Yogananda School of AI, Computer and Data Sciences, Faculty of Engineering and Technology, Shoolini University, Solan 173229, Himachal Pradesh, India.
Research Team on Intelligent Decision Support Systems, Department of Artificial Intelligence and Applied Mathematics, Faculty of Computer Science and Information Technology, West Pomeranian University of Technology in Szczecin, ul. Żołnierska 49, 71-210 Szczecin, Poland.
Sensors (Basel). 2022 Jun 28;22(13):4879. doi: 10.3390/s22134879.

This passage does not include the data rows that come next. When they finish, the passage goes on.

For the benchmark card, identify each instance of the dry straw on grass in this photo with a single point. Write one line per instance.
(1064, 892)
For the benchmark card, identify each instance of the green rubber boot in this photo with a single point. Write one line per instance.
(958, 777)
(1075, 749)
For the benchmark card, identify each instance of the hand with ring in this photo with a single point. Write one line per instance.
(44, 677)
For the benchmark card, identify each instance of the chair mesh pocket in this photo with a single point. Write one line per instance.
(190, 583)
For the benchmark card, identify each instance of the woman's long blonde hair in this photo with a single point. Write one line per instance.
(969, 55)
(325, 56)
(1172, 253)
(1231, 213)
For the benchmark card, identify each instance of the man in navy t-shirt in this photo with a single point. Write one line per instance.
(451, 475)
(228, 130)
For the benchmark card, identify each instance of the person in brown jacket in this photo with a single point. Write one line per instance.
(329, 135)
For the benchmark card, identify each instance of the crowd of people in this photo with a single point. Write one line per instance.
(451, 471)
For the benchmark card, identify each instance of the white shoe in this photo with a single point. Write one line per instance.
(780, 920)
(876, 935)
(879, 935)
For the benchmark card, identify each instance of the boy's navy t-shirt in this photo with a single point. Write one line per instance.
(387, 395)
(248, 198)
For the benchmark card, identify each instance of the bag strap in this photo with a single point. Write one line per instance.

The Pythagorean fuzzy sets conveniently capture unreliable, ambiguous, and uncertain information, especially in problems involving multiple and opposing criteria. Pythagorean fuzzy sets are one of the popular generalizations of the intuitionistic fuzzy sets. They are instrumental in expressing and managing hesitant under uncertain environments, so they have been involved extensively in a diversity of scientific fields. This paper proposes a new Pythagorean entropy for Multi-Criteria Decision-Analysis (MCDA) problems. The entropy measures the fuzziness of two fuzzy sets and has an influential position in fuzzy functions. The more comprehensive the entropy, the more inadequate the ambiguity, so the decision-making established on entropy is beneficial. The COmplex PRoportional ASsessment (COPRAS) method is used to tackle uncertainty issues in MCDA and considers the singularity of one alternative over the rest of them. This can be enforced to maximize and minimize relevant criteria in an assessment where multiple opposing criteria are considered. Using the Pythagorean sets, we represent a decisional problem solution by using the COPRAS approach and the new Entropy measure.
毕达哥拉斯模糊集方便地捕获不可靠、模糊和不确定的信息,特别是在涉及多个和对立标准的问题中。毕达哥拉斯模糊集是直觉模糊集的一种流行推广。它们在表达和管理不确定环境下的犹豫方面非常有用,因此已经广泛应用于各种科学领域。本文提出了一种新的用于多准则决策分析(MCDA)问题的毕达哥拉斯熵。熵度量两个模糊集的模糊度,在模糊函数中具有重要地位。熵越全面,模糊度越低,因此基于熵的决策是有益的。COmplex PRoportional ASsessment(COPRAS)方法用于解决 MCDA 中的不确定性问题,并考虑一个替代方案相对于其他方案的奇异点。这可以通过最大化和最小化评估中考虑的多个对立标准来实现。我们使用毕达哥拉斯集通过 COPRAS 方法和新的熵度量来表示决策问题的解决方案。